Bu stratejileri PMO yöneticileri uygulamadan önce bazı bilinmesi gerekenler vardır. Hiç kimse değişimlerin içine itilmek istemeyecektir. Bunun için önce adaptasyon gerekecektir. Bazı değişimler ise ekip üyeleri tarafından talep görecektir ve değişikleri uygulamak için çekeceklerdir. “İtme” yöntemini uygulayan PMO yöneticileri, otoritelerine dayanarak kısa zamanda küçük kazançlar sağlayabilirler. Proje ekibine ne yapılacağını ve nasıl yapılacağını anlatıp yaptırabilirler. Bu değişim hızlı ve tartışmasızdır. Sorgulanması veya değiştirilmesi istenilmez. Ancak uzun dönemde güçlü kazanımlar elde etmek için yavaş yavaş gerçekleşse de  “Çekme” yöntemi uygulanmalıdır.

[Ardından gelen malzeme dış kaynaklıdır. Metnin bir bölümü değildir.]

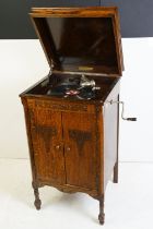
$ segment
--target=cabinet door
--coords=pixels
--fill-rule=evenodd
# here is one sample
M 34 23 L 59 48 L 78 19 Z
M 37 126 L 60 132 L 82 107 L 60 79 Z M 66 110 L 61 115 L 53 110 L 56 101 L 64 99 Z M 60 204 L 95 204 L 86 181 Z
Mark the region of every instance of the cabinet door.
M 34 109 L 31 111 L 31 132 L 37 179 L 66 183 L 61 112 Z
M 95 116 L 62 113 L 67 184 L 95 189 Z

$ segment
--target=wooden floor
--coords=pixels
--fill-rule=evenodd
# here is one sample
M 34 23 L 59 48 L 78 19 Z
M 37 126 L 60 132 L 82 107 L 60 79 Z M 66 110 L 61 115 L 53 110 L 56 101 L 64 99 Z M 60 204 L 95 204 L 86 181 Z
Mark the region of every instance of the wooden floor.
M 85 194 L 43 188 L 43 206 L 37 212 L 28 159 L 0 159 L 0 228 L 153 228 L 153 164 L 121 162 L 119 168 L 119 184 L 107 186 L 106 222 L 99 226 L 98 202 Z

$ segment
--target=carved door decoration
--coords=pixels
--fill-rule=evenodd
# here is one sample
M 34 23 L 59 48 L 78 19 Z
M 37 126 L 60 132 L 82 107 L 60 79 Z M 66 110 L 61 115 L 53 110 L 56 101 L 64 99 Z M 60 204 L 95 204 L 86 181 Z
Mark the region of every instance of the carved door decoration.
M 35 110 L 31 112 L 31 120 L 37 178 L 46 182 L 66 183 L 61 113 Z
M 93 120 L 94 114 L 62 113 L 68 184 L 95 189 L 96 153 Z

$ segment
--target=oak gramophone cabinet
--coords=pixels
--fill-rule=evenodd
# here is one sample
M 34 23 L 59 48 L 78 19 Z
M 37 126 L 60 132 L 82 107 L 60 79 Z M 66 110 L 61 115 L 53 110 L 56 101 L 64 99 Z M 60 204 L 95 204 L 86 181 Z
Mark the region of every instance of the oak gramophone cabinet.
M 49 74 L 22 93 L 35 206 L 38 188 L 99 201 L 118 182 L 119 83 L 123 62 L 117 8 L 34 8 Z

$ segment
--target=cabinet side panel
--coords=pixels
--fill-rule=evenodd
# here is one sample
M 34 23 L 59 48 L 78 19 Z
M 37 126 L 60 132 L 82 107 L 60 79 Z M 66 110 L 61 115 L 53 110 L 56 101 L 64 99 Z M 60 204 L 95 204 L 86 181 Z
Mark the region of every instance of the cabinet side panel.
M 24 107 L 25 125 L 26 125 L 27 141 L 28 141 L 28 150 L 30 150 L 30 158 L 31 158 L 33 182 L 36 183 L 36 171 L 35 171 L 34 152 L 33 152 L 33 143 L 32 143 L 32 134 L 31 134 L 31 119 L 28 116 L 28 105 L 27 105 L 27 99 L 25 97 L 21 97 L 21 100 Z
M 117 101 L 119 97 L 119 84 L 109 94 L 107 101 Z M 114 166 L 118 160 L 118 104 L 104 105 L 104 188 L 114 171 Z

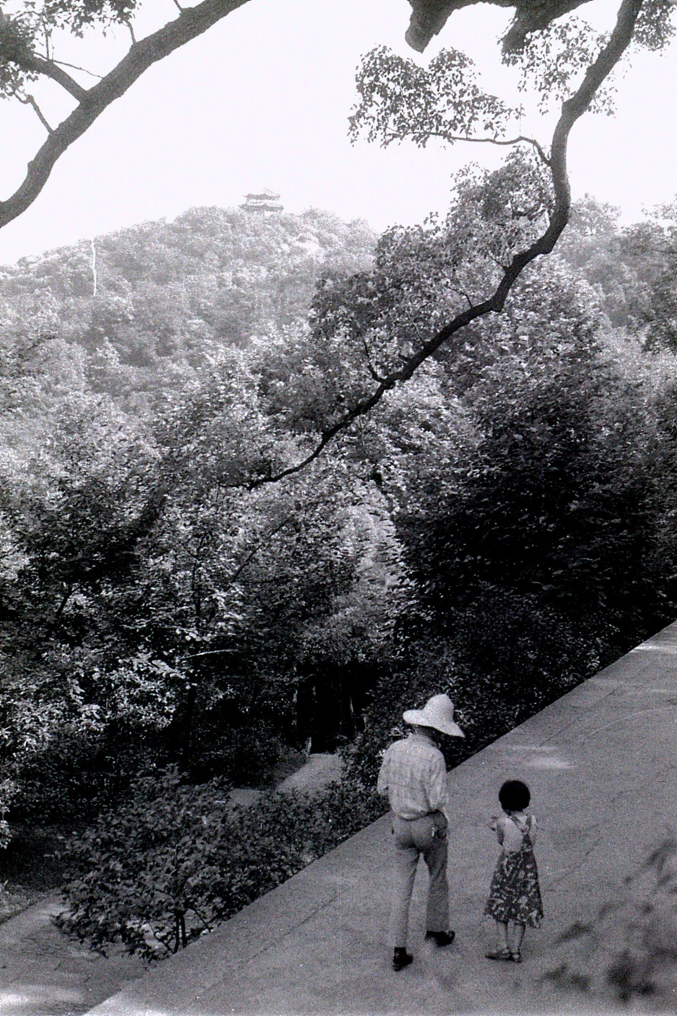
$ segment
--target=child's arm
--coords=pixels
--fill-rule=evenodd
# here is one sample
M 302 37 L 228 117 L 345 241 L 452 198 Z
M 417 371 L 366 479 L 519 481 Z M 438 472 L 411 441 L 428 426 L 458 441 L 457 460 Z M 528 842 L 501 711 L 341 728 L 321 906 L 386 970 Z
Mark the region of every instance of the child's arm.
M 503 837 L 505 835 L 505 828 L 503 825 L 503 821 L 504 820 L 502 815 L 498 817 L 496 817 L 495 815 L 491 816 L 491 829 L 493 829 L 493 831 L 495 832 L 496 839 L 498 840 L 501 846 L 503 845 Z

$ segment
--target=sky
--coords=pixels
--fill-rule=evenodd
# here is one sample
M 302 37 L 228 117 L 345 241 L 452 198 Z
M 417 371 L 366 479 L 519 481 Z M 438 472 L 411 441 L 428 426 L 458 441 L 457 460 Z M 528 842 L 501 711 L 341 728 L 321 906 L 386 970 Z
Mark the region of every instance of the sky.
M 594 0 L 585 13 L 603 28 L 615 7 Z M 176 14 L 171 0 L 146 0 L 137 38 Z M 473 160 L 496 165 L 500 153 L 467 144 L 351 145 L 355 68 L 377 45 L 423 65 L 454 47 L 472 56 L 487 90 L 524 102 L 497 45 L 510 11 L 487 4 L 457 11 L 422 56 L 404 42 L 409 14 L 407 0 L 250 0 L 146 72 L 62 156 L 40 198 L 0 232 L 0 263 L 189 207 L 238 205 L 264 187 L 289 211 L 319 207 L 378 231 L 445 211 L 453 174 Z M 128 42 L 122 29 L 106 40 L 65 39 L 57 55 L 101 73 Z M 593 194 L 633 221 L 642 208 L 675 197 L 676 55 L 677 44 L 663 55 L 637 54 L 618 81 L 616 115 L 577 124 L 574 198 Z M 35 89 L 54 123 L 70 108 L 52 84 Z M 522 126 L 547 141 L 552 122 L 529 107 Z M 0 104 L 0 199 L 18 185 L 44 137 L 29 108 Z

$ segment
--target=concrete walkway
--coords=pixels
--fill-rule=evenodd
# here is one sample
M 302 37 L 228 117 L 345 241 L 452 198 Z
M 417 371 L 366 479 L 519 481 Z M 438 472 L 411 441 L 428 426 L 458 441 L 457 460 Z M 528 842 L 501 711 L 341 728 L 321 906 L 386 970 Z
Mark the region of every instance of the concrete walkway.
M 0 925 L 2 1016 L 75 1016 L 144 971 L 119 950 L 107 958 L 62 935 L 52 918 L 63 908 L 55 894 Z
M 557 936 L 613 896 L 677 822 L 677 624 L 450 774 L 457 943 L 424 947 L 425 873 L 414 889 L 414 963 L 395 974 L 386 937 L 390 869 L 381 820 L 211 936 L 96 1006 L 97 1016 L 582 1011 L 539 986 Z M 509 777 L 532 788 L 546 920 L 521 967 L 483 958 L 496 844 L 487 827 Z M 3 1013 L 4 1013 L 3 1009 Z

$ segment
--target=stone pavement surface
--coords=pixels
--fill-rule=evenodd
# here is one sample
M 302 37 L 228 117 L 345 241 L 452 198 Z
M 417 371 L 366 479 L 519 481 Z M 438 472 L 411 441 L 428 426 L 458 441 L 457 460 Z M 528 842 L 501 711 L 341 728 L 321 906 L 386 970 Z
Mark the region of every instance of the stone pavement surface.
M 129 956 L 108 959 L 55 927 L 58 895 L 0 925 L 0 1014 L 76 1016 L 117 992 L 145 969 Z
M 488 819 L 509 777 L 532 788 L 546 911 L 543 928 L 527 932 L 520 967 L 483 955 L 497 851 Z M 582 1012 L 580 999 L 550 994 L 540 978 L 561 932 L 613 896 L 677 822 L 677 624 L 453 770 L 450 792 L 451 948 L 423 942 L 421 866 L 415 960 L 390 969 L 382 819 L 91 1016 Z

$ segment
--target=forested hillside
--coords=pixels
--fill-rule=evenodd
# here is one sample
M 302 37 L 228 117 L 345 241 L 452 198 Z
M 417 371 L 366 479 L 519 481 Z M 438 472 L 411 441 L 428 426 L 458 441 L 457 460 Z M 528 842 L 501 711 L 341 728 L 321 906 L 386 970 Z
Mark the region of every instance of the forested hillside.
M 0 269 L 0 330 L 81 346 L 86 383 L 143 409 L 212 347 L 298 325 L 318 276 L 366 267 L 375 243 L 315 209 L 193 208 Z
M 501 315 L 276 479 L 481 292 L 528 185 L 466 175 L 378 241 L 194 210 L 98 238 L 95 294 L 89 244 L 3 270 L 1 789 L 10 824 L 104 810 L 71 846 L 81 934 L 198 934 L 374 814 L 404 707 L 448 691 L 474 751 L 674 619 L 674 208 L 581 203 Z M 337 826 L 196 819 L 309 738 L 346 754 Z

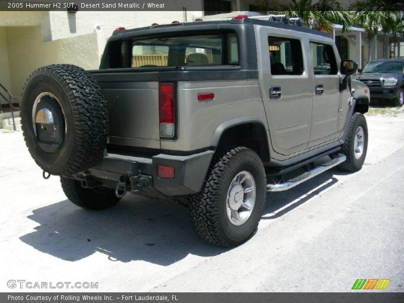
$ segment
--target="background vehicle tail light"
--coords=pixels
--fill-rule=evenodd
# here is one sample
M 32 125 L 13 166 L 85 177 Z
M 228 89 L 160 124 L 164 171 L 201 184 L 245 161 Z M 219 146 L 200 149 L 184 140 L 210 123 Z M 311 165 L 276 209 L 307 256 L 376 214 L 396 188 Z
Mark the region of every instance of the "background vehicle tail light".
M 160 83 L 159 115 L 160 137 L 173 138 L 175 134 L 175 103 L 174 83 Z

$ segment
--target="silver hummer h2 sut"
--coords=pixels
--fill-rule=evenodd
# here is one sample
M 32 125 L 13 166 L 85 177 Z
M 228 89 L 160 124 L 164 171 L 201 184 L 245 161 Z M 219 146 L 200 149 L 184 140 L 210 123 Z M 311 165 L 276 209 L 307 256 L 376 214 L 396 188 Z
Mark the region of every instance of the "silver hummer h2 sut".
M 202 238 L 235 246 L 267 192 L 361 169 L 369 93 L 351 79 L 357 68 L 326 34 L 245 16 L 120 28 L 99 70 L 30 75 L 24 135 L 75 204 L 175 198 Z

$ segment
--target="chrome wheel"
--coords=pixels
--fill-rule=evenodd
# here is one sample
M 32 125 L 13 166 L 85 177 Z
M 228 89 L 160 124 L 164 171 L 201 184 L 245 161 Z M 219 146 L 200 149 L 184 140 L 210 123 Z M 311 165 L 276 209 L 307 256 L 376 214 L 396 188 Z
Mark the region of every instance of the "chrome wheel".
M 256 203 L 256 182 L 252 175 L 243 171 L 238 173 L 230 183 L 226 204 L 227 217 L 234 225 L 246 221 Z
M 52 124 L 54 123 L 54 117 L 52 111 L 46 108 L 43 108 L 36 113 L 36 108 L 38 105 L 42 98 L 50 98 L 53 100 L 56 100 L 60 108 L 62 111 L 62 114 L 64 119 L 65 112 L 63 110 L 63 108 L 62 107 L 62 104 L 59 99 L 52 92 L 45 91 L 41 92 L 35 99 L 34 105 L 32 106 L 32 127 L 34 129 L 34 133 L 36 135 L 36 123 L 42 123 L 46 124 Z M 67 129 L 66 127 L 64 129 L 65 133 L 66 134 Z
M 362 126 L 357 129 L 354 144 L 355 158 L 359 159 L 362 156 L 365 148 L 365 132 Z

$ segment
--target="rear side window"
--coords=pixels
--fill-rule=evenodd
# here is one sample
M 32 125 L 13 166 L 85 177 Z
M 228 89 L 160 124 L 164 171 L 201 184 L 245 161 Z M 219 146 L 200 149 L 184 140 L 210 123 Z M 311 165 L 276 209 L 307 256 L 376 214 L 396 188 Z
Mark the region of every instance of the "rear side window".
M 300 41 L 297 39 L 269 36 L 268 45 L 272 75 L 303 73 L 303 56 Z
M 237 36 L 220 33 L 133 41 L 131 67 L 238 64 Z
M 337 74 L 337 61 L 331 45 L 311 42 L 310 51 L 315 75 Z

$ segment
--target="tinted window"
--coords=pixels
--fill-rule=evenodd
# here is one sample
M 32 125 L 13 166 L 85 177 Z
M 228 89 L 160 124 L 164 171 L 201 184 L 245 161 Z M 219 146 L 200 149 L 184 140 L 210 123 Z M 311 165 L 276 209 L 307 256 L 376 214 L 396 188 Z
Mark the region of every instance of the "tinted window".
M 156 37 L 133 42 L 132 67 L 238 64 L 235 34 Z
M 373 61 L 363 69 L 363 73 L 404 73 L 404 62 Z
M 270 36 L 268 45 L 272 75 L 303 73 L 303 57 L 300 41 L 297 39 Z
M 315 75 L 337 74 L 337 61 L 331 45 L 311 42 L 310 50 Z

PMO yöneticileri, proje yönetim süreçlerini yaygınlaştırırken veya yeni araçların devreye alınması esnasında itme stratejisi yerine çekme yöntemini tercih etmelidirler. “En iyi uygulama ödülü” alması, “X firmasında uygulanan süreç modeli” olması veya “Tüm sektörde bu uygulamalar yaygın” gibi gerekçeler, araçların veya süreçlerin proje ekibine zorla uygulatılmasına imkan vermemelidir. Ancak küçük değişimlerle ve yapılanların etkilerinin proje ekibi tarafından da görülebileceği uygulamalarla ilgili süreçlerin ve araçların çekilmesi sağlanmalıdır.

Bunu yaparken de değişimin organizasyonun en altından en üstüne kadar hissedilmesi sağlanmalıdır. PMO yöneticileri değişiklikleri proje liderlerine aktarıp, kendilerinden bunu tüm ekibe uygulatmalarını beklememelidirler. Bu itme yöntemidir ve organizasyon içinde kabul edilip uygulanması kolay olmayacaktır. Bir seviyede veya bir bölümde aksayacaktır. Bunun yerine tüm ekibin kullanmasını sağlayacak faydalı uygulama örnekleri sunularak proje ekibinin kabullenmesi kolaylaştırılmalıdır.